PREDIGT VON BENEDIKT XVI. Dienstag, 18. Oktober 2005



»Euer Herz lasse sich nicht verwirren … Ich gehe, um einen Platz für euch vorzubereiten« (Jn 14,1 Jn 14,2). Diese Worte Jesu, des Herrn, erleuchten und trösten uns, liebe und verehrte Brüder, in dieser Stunde des von Trauer erfüllten Gebetes, in der wir uns um die sterbliche Hülle des verstorbenen Kardinals Giuseppe Caprio versammeln, dem wir nun unseren letzten Gruß erweisen. Am vergangenen Samstag hat er uns am Ende einer langen irdischen Pilgerreise verlassen, die ihn aus einem kleinen Ort in Irpinien in verschiedene Teile der Welt und vor allem hier nach Rom führte, wo er im Dienst des Heiligen Stuhls stand, dem er sein Leben gewidmet hat. In seinem Testament begegnen wir dem gelassenen Vertrauen, zu dem Christus seine Jünger anhält. Gleich zu Anfang schreibt er: »Ich danke der allerheiligsten Dreifaltigkeit, daß sie mich erschaffen und erlöst hat und mich in einer Familie heranwachsen ließ, die arm war an materiellen Gütern, aber reich an christlichen Tugenden und die mich von den ersten Jahren meiner Kindheit an gelehrt hat, Gott zu lieben und seinem heiligen Gesetz zu gehorchen

»Ich danke der allerheiligsten Dreifaltigkeit… «: Liegt in diesen Worten nicht gleichsam die Synthese des Lebens eines Christen? Am Ende des irdischen Tages sammelt sich die Seele in inniger und ergriffener Dankbarkeit, erkennt, daß alles Geschenk ist und bereitet sich vor auf die endgültige Umarmung mit Gott, der die Liebe ist. Von eben diesem Gefühl innigen Vertrauens auf den Herrn hat die Erste Lesung zu uns gesprochen, die dem Buch Jesus Sirach entnommen ist: »Ihr, die ihr den Herrn fürchtet, hofft auf sein Erbarmen, … vertraut auf ihn … hofft auf Heil, auf immerwährende Freude und auf Erbarmen« (2,7–9). Die Gottesfurcht ist Anfang und Fülle der Weisheit (vgl. Sir Si 1,12 Sir Si 1,14). Aus ihr geht der Frieden hervor (vgl. Sir Si 1,16), der seinerseits Synonym für jenes vollendete und ewige Glück ist, das als Frucht aus der göttlichen Barmherzigkeit erwächst. Wer in der heiligen Gottesfurcht lebt, findet den wahren Frieden, und »am Tag seines Todes wird er gepriesen« (1,13), wie noch Jesus Sirach wiederholt. Gott in seiner Barmherzigkeit vergebe dem geliebten Kardinal Caprio jede etwaige Schuld und nehme ihn auf in sein Reich des Lichtes und des Friedens, denn dieser unser Bruder hat danach gestrebt, treu der Heiligen Kirche zu dienen.

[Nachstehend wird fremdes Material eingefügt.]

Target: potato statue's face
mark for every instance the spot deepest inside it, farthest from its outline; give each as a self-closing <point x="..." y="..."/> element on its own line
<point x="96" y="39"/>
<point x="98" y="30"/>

»Mein Sohn, wenn du dem Herrn dienen willst … hänge am Herrn und weiche nicht ab, damit du am Ende erhöht wirst« (Si 2,1 Si 2,3). Der junge Giuseppe Caprio, der aus Lapìo stammte, trat ins Seminar von Benevent ein, um dem Herrn zu dienen. Dort begann er seine Studien, die er in Rom an der Päpstlichen Universität Gregoriana fortsetzte und mit der Lizenz in Theologie und der Promotion in Kirchenrecht abschloß. Im Jahre 1938 wurde er zum Priester geweiht. Wir lesen in seinem Testament: »Mit dem Herzen voll Verwirrung und Dankbarkeit danke ich [Gott] dafür, daß er mich zum Priester berufen hat.« Auch wir schließen uns in diesem Moment im Gebet seiner Danksagung an, während wir uns anschicken, für seine Seele das eucharistische Opfer darzubringen, das der Mittelpunkt des priesterlichen Lebens ist und diesem Gestalt verleiht. Besonders in diesen Tagen, in denen sich die ganze Kirche sozusagen auf das Geheimnis der Eucharistie konzentriert, denke ich gern daran, daß eben dort am Altar das Leben und der Dienst des Kardinals Caprio ihren tiefen Berührungspunkt fanden, inmitten mehrerer Ortswechsel, die der diplomatische Dienst am Heiligen Stuhl für ihn mit sich brachte: von Rom nach Nanking, dann nach Brüssel, Saigon, Taipeh, Neu-Delhi und schließlich wieder nach Rom. Die Gegenwart des auferstandenen Christus war ihm gewiß ein Trost in den schwierigsten Momenten, zu denen besonders die Zeit seines Zwangsaufenthalts in der Nuntiatur von Nanking im Jahre 1951 gehörte und die darauffolgende Auflage, China zu verlassen. In seinem Testament merkt er an: »Ich erhebe meine dankbaren und ergebenen Gedanken zum Papst, der mir die hohe Ehre erwiesen hat, ihn in vielen Ländern zu vertreten und dem ich immer in Treue und mit der Liebe eines Kindes gedient habe.« War es etwa nicht die Eucharistie, aus der Kardinal Caprio die geistliche Kraft schöpfen konnte, die es ihm ermöglichte, Tag für Tag die Sendung anzunehmen, die ihm von seinen Oberen anvertraut worden war, und sie bis zum Ende liebevoll zu erfüllen?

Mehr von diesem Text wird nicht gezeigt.